Wetenschap
* De rol van wrijving: Aristoteles geloofde dat objecten natuurlijk hun 'natuurlijke plaats' zochten, met zwaardere objecten die sneller vielen en lichtere objecten stijgen. Hij heeft geen rekening gehouden met de rol van wrijving, een kracht die zich verzet tegen beweging. Een veer valt langzaam vanwege luchtweerstand, niet omdat deze inherent "lichter" is.
* Het concept van traagheid: Aristoteles dacht dat een kracht nodig was om een object in beweging te houden. Hij begreep het concept van traagheid niet, waarin stelt dat een object in rust in rust blijft, en een in beweging voor object zal in beweging blijven met een constante snelheid tenzij een externe kracht wordt gehandeld.

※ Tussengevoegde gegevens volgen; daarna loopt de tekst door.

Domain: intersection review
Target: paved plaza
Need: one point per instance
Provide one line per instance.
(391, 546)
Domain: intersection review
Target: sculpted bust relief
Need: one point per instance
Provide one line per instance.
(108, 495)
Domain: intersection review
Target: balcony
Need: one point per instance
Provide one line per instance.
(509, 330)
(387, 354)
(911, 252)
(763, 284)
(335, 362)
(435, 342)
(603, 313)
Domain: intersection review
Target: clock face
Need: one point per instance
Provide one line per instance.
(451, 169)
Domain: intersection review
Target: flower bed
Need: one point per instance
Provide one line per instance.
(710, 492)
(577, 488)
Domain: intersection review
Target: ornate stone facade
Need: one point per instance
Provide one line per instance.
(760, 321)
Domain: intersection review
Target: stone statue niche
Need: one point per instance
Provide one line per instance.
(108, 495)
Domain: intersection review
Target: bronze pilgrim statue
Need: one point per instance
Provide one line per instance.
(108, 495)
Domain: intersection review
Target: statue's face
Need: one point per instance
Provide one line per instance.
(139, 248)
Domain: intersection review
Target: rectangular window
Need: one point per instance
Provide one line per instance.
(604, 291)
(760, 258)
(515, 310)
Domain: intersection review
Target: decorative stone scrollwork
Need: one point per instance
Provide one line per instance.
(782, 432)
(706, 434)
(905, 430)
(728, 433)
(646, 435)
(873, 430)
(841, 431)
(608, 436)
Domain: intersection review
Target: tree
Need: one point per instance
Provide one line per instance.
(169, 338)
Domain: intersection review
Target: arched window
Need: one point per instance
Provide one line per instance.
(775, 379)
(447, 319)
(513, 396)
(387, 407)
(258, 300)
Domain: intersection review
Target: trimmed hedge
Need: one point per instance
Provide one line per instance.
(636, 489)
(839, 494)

* De relatie tussen kracht en versnelling: Aristoteles geloofde dat de snelheid van een object recht evenredig was met de kracht die erop werd toegepast. Hij begreep niet dat het eigenlijk de versnelling is (de snelheid van verandering van snelheid) die evenredig is met de kracht. Dit werd later verklaard door de tweede bewegingswet van Newton.
Samenvattend was het begrip van Aristoteles van beweging gebaseerd op observaties van het dagelijks leven en ontbrak het rigoureuze wiskundige kader en experimentele testen die latere wetenschappers zoals Galileo en Newton de studie van de fysica brachten.